Reputation risk, according to the Statement, involves the risk to earnings and capital that may come from the negative perception of a financial institution owning or benefiting from life insurance on employees.  To control reputation risk, the Statement advises that an institution seek and document informed consent prior to the purchase of BOLI and to monitor the amount of insurance that is purchased on any one person.

 Compliance and legal risks address the issue of commission sharing with bank agencies, e.g., should a vendor splits its commission with a financial institution’s affiliated insurance agency that was not involved in the transaction, the action may violate state laws that prohibit inducements or rebates.

 The Statement advises that financial institutions should follow generally accepted accounting principles (GAAP) applicable to holdings of life insurance for reporting purposes.  Under GAAP, only the amount that could be realized under an insurance contract as of the balance sheet date (i.e., the CSV reported to the financial institution by the insurance carrier, less any applicable surrender charges not reflected by the insurance carrier in the reported CSV) is reported as an asset.

For the purposes of risk-based capital, a financial institution that owns general account permanent insurance should apply a 100 percent risk weight to its claim on the insurance company.  If an institution owns a separate account policy and can demonstrate that it meets certain requirements, it may choose to apply a “look-through” approach to the underlying assets to determine the risk weight.  In no case may the risk weight for the separate account policy (excluding any general account and stable value protection portions, which generally receive a 100 percent risk weight) be less than 20 percent.

Some financial institutions have a BOLI insurance portfolio consisting of several policies, each of which has its own surrender charge and there are some insurance carriers that have issued a rider providing that the carrier will waive the surrender charges if all such policies are surrendered simultaneously.  The Financial Accounting Standards Board’s Statement No. 5, Accounting for Contingencies, provides that such riders are to be disregarded and that each policy must be reported on an institution’s balance sheet at the policy’s CSV.  Therefore, the above-described rider is no longer allowed.

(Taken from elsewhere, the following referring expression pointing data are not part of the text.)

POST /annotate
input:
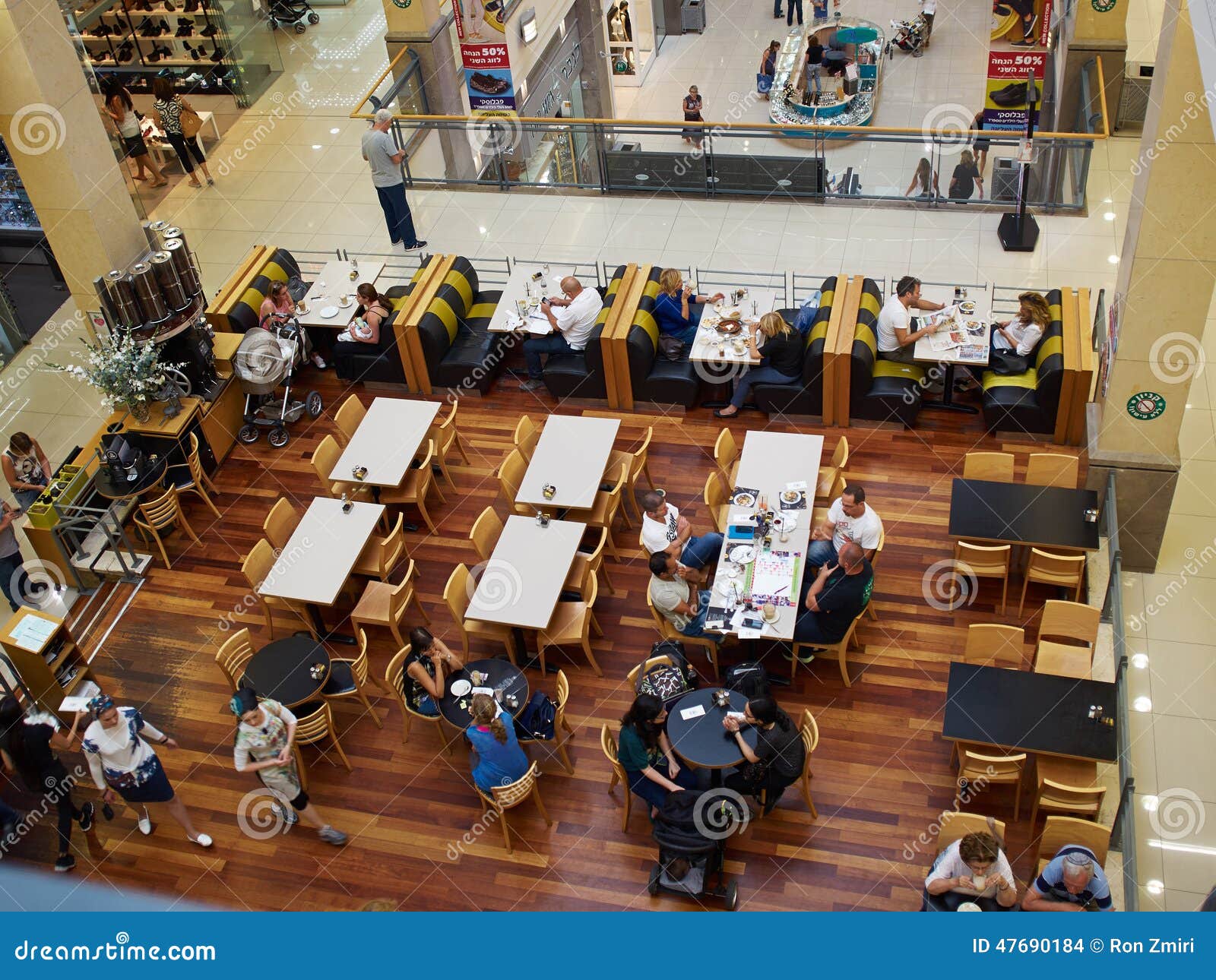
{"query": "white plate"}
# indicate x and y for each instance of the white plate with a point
(743, 555)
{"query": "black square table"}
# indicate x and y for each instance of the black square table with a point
(1028, 712)
(1017, 514)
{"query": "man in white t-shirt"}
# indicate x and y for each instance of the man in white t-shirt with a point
(849, 520)
(897, 340)
(663, 530)
(573, 316)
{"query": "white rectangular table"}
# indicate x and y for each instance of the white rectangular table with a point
(505, 319)
(571, 455)
(386, 441)
(318, 558)
(336, 279)
(770, 461)
(523, 579)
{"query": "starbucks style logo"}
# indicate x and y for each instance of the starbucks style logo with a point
(1146, 406)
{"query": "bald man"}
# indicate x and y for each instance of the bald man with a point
(572, 316)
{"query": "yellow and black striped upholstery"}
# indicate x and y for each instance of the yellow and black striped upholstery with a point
(879, 389)
(1031, 400)
(806, 395)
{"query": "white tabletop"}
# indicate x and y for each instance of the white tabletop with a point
(572, 455)
(336, 277)
(325, 546)
(770, 461)
(387, 441)
(505, 319)
(523, 579)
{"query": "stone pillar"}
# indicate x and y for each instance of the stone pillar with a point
(52, 128)
(1167, 277)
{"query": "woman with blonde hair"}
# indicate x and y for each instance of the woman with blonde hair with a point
(676, 308)
(780, 364)
(496, 760)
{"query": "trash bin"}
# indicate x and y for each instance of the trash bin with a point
(692, 16)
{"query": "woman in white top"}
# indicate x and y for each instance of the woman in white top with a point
(125, 763)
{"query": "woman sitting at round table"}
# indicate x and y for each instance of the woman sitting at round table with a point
(780, 364)
(777, 759)
(425, 665)
(496, 760)
(263, 744)
(673, 307)
(644, 753)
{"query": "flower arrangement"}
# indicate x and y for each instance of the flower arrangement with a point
(127, 372)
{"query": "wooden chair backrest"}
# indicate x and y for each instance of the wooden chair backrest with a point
(989, 466)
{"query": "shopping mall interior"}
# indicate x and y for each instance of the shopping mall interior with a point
(810, 162)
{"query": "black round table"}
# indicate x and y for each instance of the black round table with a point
(504, 676)
(116, 488)
(702, 742)
(281, 670)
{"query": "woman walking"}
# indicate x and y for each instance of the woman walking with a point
(121, 109)
(168, 109)
(125, 763)
(264, 744)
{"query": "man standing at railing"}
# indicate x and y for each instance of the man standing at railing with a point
(385, 158)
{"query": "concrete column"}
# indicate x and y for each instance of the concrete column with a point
(52, 128)
(1167, 279)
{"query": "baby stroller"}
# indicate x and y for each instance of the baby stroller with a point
(267, 359)
(691, 830)
(281, 12)
(910, 36)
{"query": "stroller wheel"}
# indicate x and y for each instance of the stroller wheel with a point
(313, 405)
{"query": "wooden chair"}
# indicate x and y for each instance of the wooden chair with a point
(486, 533)
(458, 593)
(255, 567)
(989, 466)
(1067, 786)
(977, 767)
(394, 682)
(280, 523)
(618, 773)
(717, 501)
(234, 657)
(527, 435)
(572, 624)
(163, 512)
(417, 484)
(447, 441)
(839, 648)
(827, 477)
(348, 417)
(1053, 469)
(314, 722)
(504, 798)
(668, 631)
(993, 645)
(636, 461)
(587, 563)
(350, 678)
(195, 480)
(1064, 571)
(383, 605)
(982, 562)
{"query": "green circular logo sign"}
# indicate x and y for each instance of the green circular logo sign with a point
(1146, 405)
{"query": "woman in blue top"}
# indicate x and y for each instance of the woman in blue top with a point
(673, 307)
(498, 760)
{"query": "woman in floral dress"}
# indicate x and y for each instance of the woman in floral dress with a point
(263, 744)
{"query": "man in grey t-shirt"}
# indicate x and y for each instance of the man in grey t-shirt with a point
(381, 152)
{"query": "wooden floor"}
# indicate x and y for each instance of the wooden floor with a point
(882, 770)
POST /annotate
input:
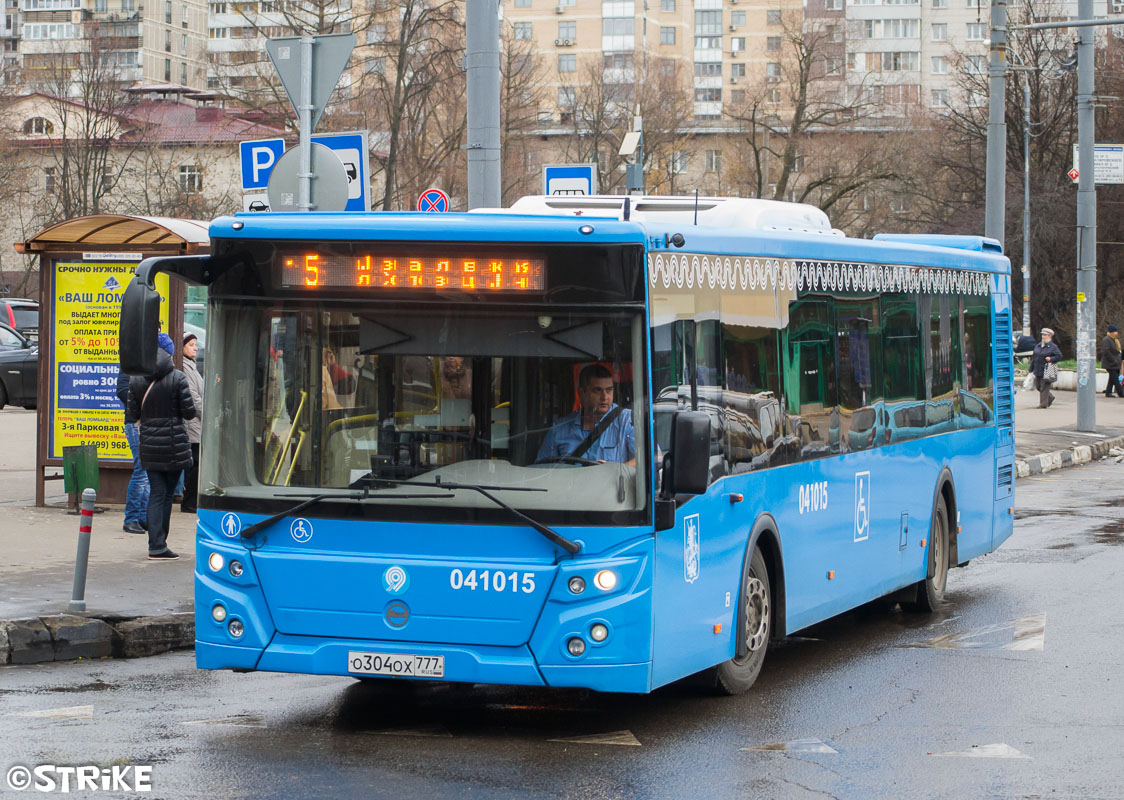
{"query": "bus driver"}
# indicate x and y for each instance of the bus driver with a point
(599, 430)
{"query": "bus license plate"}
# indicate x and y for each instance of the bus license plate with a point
(398, 664)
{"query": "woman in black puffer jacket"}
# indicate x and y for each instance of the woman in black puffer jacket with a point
(161, 405)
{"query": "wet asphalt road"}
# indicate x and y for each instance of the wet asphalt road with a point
(1015, 690)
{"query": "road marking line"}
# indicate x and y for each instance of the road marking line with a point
(623, 738)
(996, 751)
(796, 746)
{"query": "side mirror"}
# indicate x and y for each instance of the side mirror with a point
(690, 454)
(139, 327)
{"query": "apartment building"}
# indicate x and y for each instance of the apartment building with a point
(162, 42)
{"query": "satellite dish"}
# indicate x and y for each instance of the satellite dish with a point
(327, 187)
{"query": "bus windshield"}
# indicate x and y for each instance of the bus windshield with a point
(316, 399)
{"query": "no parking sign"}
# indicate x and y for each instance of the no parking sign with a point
(433, 200)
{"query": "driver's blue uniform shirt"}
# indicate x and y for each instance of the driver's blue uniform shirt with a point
(616, 443)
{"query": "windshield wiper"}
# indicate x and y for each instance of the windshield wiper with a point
(247, 533)
(562, 542)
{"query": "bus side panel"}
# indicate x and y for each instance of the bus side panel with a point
(698, 569)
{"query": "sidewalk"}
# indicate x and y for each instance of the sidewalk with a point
(137, 607)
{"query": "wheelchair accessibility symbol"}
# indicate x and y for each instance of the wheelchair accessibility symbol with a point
(301, 529)
(861, 506)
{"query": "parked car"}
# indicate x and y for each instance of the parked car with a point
(21, 315)
(19, 369)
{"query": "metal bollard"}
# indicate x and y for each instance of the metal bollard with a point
(85, 521)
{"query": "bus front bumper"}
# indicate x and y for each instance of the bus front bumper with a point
(477, 664)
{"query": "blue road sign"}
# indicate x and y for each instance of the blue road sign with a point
(569, 179)
(433, 200)
(259, 157)
(257, 161)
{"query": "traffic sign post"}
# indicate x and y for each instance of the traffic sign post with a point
(433, 200)
(569, 179)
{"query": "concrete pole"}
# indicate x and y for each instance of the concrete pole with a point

VI.       VENDOR QUALIFICATIONS

The selection of vendors is covered by the Statement.  A financial institution should evaluate the adequacy of a vendor’s services, reputation, experience, financial soundness and commitment to BOLI products offered.  Important considerations when selecting a vendor include the vendor’s ability to provide audited financial statements or other demonstration of financial soundness that can be document, the ability to support risk management for the purpose of annual board reviews, the ability to provide quality BOLI administration, availability of continuing support and counseling and the ability to understand tax, accounting and regulatory implications.

VII.       CONCLUSION

The banking regulators Statement on BOLI may be summarized as follows:

  •  Financial institutions should have a comprehensive risk management process for purchasing and holding bank owned life insurance;
  •  Safe and sound use of BOLI depends on effective senior management and board oversight;
  •  Financial institutions should establish policies and procedures governing their BOLI holdings, including meaningful risk limits;
  •  A sound pre-purchase analysis helps ensure that financial institutions understand the risks, rewards and unique characteristics of BOLI; and
  •  Financial institutions should monitor BOLI risks on an ongoing basis subsequent to purchase.